The costs of owning a detached bungalow in Vancouver take up 82.3 percent of a typical household’s income, up 0.1 percentage points from the previous quarter. In Toronto, the largest city in Canada, that figure is 53.8 percent, up 0.8 points, according to a housing affordability report for the first quarter produced by Canada’s largest lender.
“The Canadian housing market cooled significantly in the past year,” Craig Wright, chief economist at Royal Bank of Canada, said in a statement. “There is mounting evidence that activity is no longer weakening.”
A “significant nationwide price correction” isn’t imminent as long as affordability stays within the current range, Wright said.
Exceptionally low mortgage rates have been the chief factor in keeping homeownership costs relatively affordable, RBC said.

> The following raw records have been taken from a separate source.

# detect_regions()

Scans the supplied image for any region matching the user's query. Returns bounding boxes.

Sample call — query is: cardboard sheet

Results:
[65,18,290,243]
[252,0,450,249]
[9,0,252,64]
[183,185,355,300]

Finance Minister Jim Flaherty tightened mortgage rules four times in the last five years amid concern that overbuilding in some markets could lead to a sharp drop in prices. The Bank of Canada forecasts housing investment will be a drag on economic growth this year and next.
“While affordability levels are manageable at this point, we’d be humming a very different tune if interest rates were to suddenly rise substantially,” Wright said. “Fortunately, the likelihood of a surge in rates is slim at this stage.”
Across Canada, the costs of owning a standard two-story home take up 48 percent of a typical household’s monthly pretax income, while condominiums eat up 28.1 percent, according to the index. Both figures are unchanged from the previous quarter.
The RBC housing affordability index, compiled since 1985, measures how much of pretax household income is needed to own a home, including mortgage payments, utilities and property taxes. A rise in the measure shows a deterioration in affordability.